Nella precarietà la speranza

Messaggio dei Vescovi italiani al termine della 66ª Assemblea Generale, che si è svolta in Vaticano dal 19 al 22 maggio

I Vescovi italiani, al termine della loro Assemblea Generale, intendono rinnovare la loro attenzione e affetto a quanti il Signore affida alle loro cure pastorali in un momento particolarmente complesso e carico di sfide umane, culturali, sociali e religiose.
Invitati dalle stimolanti parole del Santo Padre avvertono l’urgenza di entrare nei “luoghi” dove più forte è la sofferenza e il disagio della gente: primo tra tutti la famiglia, fortemente penalizzata da una cultura che privilegia i diritti individuali e trasmette una logica del provvisorio. In preparazione al prossimo Sinodo straordinario sulla famiglia, condividiamo la densa riflessione sul ruolo pubblico della famiglia e sulla sua importanza fondamentale per il bene comune dell’Italia, come è stato ampiamente evidenziato nella recente Settimana Sociale di Torino.

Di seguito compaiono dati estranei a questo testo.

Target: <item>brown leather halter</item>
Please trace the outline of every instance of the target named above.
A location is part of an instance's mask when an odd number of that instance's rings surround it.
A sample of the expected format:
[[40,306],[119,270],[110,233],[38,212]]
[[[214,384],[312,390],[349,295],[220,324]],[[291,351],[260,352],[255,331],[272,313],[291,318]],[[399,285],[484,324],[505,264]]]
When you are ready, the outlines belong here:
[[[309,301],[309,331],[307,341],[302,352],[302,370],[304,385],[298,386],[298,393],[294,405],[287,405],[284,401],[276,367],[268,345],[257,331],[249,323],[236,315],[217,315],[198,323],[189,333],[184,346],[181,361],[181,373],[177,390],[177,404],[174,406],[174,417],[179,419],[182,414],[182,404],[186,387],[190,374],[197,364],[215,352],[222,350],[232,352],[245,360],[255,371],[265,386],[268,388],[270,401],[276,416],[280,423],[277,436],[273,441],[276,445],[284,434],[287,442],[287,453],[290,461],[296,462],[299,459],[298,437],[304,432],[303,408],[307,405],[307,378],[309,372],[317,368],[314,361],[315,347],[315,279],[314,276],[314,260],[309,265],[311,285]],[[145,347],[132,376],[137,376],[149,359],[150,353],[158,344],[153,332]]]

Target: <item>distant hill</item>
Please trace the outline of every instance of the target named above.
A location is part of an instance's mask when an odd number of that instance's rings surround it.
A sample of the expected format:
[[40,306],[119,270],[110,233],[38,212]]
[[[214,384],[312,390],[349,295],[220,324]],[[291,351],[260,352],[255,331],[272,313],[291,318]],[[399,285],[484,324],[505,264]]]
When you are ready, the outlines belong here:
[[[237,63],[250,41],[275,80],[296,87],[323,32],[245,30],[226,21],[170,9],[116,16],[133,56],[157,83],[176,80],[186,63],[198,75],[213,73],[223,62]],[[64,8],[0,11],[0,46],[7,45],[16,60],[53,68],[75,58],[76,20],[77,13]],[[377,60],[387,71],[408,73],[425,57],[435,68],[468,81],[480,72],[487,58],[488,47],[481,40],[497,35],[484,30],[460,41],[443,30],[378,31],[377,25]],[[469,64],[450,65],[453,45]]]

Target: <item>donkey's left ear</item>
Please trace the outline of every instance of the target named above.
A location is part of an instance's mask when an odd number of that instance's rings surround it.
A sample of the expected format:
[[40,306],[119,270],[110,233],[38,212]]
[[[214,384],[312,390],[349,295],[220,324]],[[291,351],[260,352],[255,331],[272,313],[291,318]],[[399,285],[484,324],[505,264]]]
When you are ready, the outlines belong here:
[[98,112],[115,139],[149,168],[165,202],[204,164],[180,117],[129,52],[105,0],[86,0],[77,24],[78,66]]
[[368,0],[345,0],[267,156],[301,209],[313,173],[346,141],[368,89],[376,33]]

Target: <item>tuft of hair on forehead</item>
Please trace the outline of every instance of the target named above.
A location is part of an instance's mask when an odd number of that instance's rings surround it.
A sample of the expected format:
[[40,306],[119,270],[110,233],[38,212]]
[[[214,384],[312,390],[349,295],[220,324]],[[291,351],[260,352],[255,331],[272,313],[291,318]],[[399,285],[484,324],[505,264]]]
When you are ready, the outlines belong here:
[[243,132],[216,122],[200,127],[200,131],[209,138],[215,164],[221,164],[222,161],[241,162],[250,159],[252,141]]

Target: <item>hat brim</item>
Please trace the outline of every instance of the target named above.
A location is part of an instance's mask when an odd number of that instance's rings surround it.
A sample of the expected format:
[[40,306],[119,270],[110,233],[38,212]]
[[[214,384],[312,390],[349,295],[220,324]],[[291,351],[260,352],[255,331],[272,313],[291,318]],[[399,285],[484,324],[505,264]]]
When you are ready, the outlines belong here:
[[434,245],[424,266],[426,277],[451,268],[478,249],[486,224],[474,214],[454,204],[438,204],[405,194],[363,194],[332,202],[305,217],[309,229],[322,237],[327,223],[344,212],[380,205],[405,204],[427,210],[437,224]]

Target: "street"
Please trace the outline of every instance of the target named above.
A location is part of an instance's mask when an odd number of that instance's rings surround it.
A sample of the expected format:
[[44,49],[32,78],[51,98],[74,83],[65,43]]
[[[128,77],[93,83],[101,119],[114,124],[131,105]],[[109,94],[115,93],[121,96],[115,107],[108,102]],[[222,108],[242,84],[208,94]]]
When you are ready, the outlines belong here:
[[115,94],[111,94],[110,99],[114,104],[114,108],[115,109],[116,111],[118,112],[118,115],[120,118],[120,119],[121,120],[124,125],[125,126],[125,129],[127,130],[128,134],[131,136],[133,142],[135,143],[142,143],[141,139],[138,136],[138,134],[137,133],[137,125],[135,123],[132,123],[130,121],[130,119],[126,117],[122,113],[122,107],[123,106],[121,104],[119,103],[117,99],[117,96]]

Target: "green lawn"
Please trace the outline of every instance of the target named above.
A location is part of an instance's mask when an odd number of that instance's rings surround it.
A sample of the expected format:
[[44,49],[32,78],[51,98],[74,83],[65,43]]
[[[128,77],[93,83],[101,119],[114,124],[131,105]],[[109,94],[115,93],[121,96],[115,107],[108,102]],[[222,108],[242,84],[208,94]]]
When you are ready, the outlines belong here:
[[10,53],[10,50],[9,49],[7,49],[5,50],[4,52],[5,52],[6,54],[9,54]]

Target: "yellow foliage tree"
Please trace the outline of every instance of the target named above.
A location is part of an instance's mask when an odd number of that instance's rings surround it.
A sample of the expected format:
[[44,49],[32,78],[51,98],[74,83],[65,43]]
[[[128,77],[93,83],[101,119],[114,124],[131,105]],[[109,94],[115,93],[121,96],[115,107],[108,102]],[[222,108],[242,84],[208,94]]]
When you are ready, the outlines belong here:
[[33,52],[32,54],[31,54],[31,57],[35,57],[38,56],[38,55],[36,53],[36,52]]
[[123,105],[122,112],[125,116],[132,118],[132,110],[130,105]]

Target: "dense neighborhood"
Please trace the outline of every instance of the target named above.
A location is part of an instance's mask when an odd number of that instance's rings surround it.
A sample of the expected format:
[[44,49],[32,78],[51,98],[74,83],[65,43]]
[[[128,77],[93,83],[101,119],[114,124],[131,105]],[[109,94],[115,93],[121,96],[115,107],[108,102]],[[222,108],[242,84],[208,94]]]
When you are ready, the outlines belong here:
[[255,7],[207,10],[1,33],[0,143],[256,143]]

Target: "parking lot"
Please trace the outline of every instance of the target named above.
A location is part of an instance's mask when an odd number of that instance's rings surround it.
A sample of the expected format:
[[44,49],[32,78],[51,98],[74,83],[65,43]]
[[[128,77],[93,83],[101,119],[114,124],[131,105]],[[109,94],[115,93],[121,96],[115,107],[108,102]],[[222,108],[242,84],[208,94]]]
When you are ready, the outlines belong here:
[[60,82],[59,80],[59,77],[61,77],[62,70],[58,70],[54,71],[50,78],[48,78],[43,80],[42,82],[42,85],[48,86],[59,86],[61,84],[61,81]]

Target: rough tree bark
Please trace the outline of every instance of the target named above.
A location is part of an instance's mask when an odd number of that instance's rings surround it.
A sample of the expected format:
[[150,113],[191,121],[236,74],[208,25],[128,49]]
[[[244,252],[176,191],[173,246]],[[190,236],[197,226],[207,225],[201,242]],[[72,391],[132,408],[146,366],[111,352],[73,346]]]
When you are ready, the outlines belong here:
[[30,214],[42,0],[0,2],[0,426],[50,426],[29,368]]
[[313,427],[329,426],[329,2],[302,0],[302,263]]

Altra grande preoccupazione che avvertiamo con sofferenza e speranza è quella che il Papa ha chiamato «l’affollata sala d’attesa di disoccupati, cassaintegrati, precari dove il dramma di chi non sa come portare a casa il pane s’incontra con quello di chi non sa come mandare avanti l’azienda». Esortiamo tutti alla solidarietà, alla fiducia e al coraggio di non cedere alle difficoltà e a cercare insieme nuove vie di sviluppo sociale con un’attenzione privilegiata ai giovani. A tal fine invitiamo le Istituzioni a porre il lavoro come una priorità su cui concentrare l’impegno di tutti. “Nella precarietà la speranza” è proprio il tema su cui la Chiesa italiana rifletterà in un prossimo convegno.
In terzo luogo, Papa Francesco ha incoraggiato a calare «la scialuppa che diventa abbraccio accogliente ai migranti, i quali fuggono dall’intolleranza, dalla persecuzione, dalla mancanza di futuro». Proprio in questi giorni si registrano nuovi sbarchi che sembrano destinati a crescere. Mentre ammiriamo e incoraggiamo la solidarietà di quanti con generosità aprono le porte delle loro case e del loro cuore a questi fratelli e sorelle in difficoltà, – un cordiale apprezzamento in modo speciale alle Caritas e a Migrantes – non possiamo non stimolare le istituzioni italiane e degli altri Paesi a farsi carico di questa situazione che coinvolge in maniera spesso massiccia l’Italia, ma interessa
tutta l’Europa.
Noi Vescovi riteniamo che i principi umani e cristiani che hanno ispirato la nascita dell’Unione Europea rimangono validi e vadano ripresi per un’applicazione reale, in una politica favorevole alla giustizia sociale, al lavoro per tutti, al sostegno della famiglia, alla vita, alla dignità della persona, alla solidarietà interna ed estera, all’accoglienza più attiva e condivisa dei migranti e rifugiati e ad una missione per la pace e la libertà religiosa nel mondo.
Inoltre, giudichiamo molto importante la partecipazione alle elezioni europee. Il Parlamento Europeo è l’unico organismo dell’Unione Europea eletto dai cittadini e quest’anno è la prima volta che ciò avviene, dopo le nuove competenze ad esso attribuite dal
Trattato di Lisbona (2009).
La partecipazione attiva alle elezioni è un’opportunità per esercitare la propria co-responsabilità per il futuro dell’Europa.
Accompagniamo con affetto filiale il Santo Padre nel suo pellegrinaggio ecumenico in Terra Santa e invitiamo ogni comunità ad unirsi con noi nella preghiera.
Durante questi giorni ci siamo sentiti molto vicini a tutti voi, fratelli e sorelle della nostra amata nazione, specialmente a voi sacerdoti, a voi persone di vita consacrata e a quanti collaborano con noi nel servizio alle comunità. La nostra prossimità, avvalorata dalla corale nostra preghiera, è rivolta soprattutto a quanti sono in difficoltà, in particolareanziani, pensionati, disoccupati, giovani perché guardino al futuro con speranza.